By: Donna J. Kazenske

People of all ages have celebrated Christmas throughout the centuries, but where did it originate? Are the roots of Christmas really as Christian as many believe or are they pagan? Is Christmas really the day of Christ’s birth?

If Christmas is truly a Christian holiday, then why isn’t it mentioned in the word of God? Did the apostles and disciples celebrate Christmas? The New Testament makes no mention of any birthday celebration regarding the birth of Christ.

Was Jesus born on December 25th?

Luke 2:8 (quickview)  – Now there were in the same country shepherds living out in the fields, keeping watch over their flock by night.

Shepherds in Bethlehem did not make a habit of living in the fields during the winter season. December – February were very cold months. The shepherds of Judea did not watch their flocks in the fields during the month of December. They usually stayed in the fields until sometime around the end of September or possibly October. Therefore, Christ could not have been born on December 25th.

Then why do we celebrate December 25th as the birthday of Christ?
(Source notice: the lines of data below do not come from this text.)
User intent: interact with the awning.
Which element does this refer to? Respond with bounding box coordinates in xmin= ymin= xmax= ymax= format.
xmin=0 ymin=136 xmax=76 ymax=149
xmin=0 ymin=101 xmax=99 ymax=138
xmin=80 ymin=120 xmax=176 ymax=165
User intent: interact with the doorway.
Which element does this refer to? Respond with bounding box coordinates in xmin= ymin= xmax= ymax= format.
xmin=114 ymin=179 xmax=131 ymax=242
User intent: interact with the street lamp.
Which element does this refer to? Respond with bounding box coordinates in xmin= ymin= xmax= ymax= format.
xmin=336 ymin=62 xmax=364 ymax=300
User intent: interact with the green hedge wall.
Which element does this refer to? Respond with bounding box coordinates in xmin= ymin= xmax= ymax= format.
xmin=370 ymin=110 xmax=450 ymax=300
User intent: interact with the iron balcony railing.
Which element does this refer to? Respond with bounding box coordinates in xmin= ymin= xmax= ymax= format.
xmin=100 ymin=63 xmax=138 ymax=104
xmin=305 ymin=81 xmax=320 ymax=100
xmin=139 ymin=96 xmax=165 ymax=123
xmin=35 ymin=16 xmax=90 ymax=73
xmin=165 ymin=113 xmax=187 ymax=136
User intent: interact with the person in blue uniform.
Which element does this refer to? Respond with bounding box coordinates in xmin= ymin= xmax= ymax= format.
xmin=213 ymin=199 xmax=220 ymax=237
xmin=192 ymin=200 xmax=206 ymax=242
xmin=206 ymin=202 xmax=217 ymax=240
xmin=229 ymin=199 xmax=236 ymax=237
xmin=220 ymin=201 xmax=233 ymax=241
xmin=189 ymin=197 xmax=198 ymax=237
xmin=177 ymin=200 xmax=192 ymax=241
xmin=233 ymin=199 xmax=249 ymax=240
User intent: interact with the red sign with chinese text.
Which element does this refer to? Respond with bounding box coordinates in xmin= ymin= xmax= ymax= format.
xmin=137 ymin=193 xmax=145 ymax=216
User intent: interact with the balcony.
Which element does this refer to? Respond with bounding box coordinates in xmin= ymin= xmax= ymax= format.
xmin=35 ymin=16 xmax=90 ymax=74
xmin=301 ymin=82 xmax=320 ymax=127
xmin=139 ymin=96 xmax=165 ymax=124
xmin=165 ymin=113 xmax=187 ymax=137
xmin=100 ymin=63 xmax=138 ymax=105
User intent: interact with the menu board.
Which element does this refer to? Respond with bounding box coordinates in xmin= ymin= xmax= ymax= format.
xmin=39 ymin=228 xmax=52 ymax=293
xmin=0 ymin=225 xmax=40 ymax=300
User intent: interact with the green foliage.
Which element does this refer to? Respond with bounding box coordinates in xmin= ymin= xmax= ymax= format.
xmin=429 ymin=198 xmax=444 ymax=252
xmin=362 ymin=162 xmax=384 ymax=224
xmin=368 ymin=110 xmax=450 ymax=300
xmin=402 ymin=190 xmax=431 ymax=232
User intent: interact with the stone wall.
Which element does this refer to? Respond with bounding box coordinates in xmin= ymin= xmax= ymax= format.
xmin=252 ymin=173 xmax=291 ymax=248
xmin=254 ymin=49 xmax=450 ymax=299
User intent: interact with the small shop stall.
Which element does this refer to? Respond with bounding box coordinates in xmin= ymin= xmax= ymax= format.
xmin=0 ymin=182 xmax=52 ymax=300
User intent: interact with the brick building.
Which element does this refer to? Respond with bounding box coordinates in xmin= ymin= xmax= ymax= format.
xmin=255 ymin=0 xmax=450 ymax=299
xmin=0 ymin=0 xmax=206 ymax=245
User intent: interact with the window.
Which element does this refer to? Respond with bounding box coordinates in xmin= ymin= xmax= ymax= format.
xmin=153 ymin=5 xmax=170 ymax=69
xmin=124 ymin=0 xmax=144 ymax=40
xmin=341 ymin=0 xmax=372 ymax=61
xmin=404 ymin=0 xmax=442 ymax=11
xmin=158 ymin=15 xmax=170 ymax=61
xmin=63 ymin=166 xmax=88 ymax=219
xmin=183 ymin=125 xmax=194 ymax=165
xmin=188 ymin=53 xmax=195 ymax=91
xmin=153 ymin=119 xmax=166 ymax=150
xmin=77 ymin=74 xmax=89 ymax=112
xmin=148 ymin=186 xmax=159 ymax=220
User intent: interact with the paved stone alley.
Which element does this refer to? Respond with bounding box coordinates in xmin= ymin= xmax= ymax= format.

December 25th was the birthday of the son-god, Mithra, a pagan deity whose religious influence was widespread in the Roman Empire during the first few centuries. Mithra was identified with the Semitic sun-god Shamash, and his worship spread from Asia to the west where he was worshipped throughout the Roman Empire as Deus Sol Invictus Mithras in the early centuries A.D.

In 313 AD, Emperor Constantine issued the Edict of Toleration (Edict of Milan) which made Christianity a popular religion. This edict ended all policies of persecution toward Christians.

70 years later, Emperor Theodosius made Christianity compulsory. Sounds great doesn’t it? The fact of the matter is that many heathens adopted Christianity without true repentance. They remained heathen in their hearts, yet they came into the church with all of their idolatry and pagan ways. As a result, their pagan celebration of the day of the sun, December 25th, was brought into Christianity.

What about the Christmas tree?

Many legends exist today regarding the origin of the Christmas tree. One is the story of Saint Boniface, an English monk who organized the Christian Church in France and Germany. One day, as he traveled about, he came upon a group of pagans gathered around a great oak tree about to sacrifice a child to the god Thor. In order to stop the sacrifice and save the child’s life, Boniface felled the tree with one mighty blow of his fist. In its place grew a small fir tree. The saint told the pagan worshipers that the tiny fir was the Tree of Life and stood for eternal life of Christ.

Another legend holds that Martin Luther was walking through the forest one Christmas Eve and was awe-struck by the beauty of the stars glimmering through the branches of the evergreen trees. He was so taken by this beautiful sight that he cut down a small tree and took it home to his family. To recreate what he saw in the forest, he placed candles on all of its branches.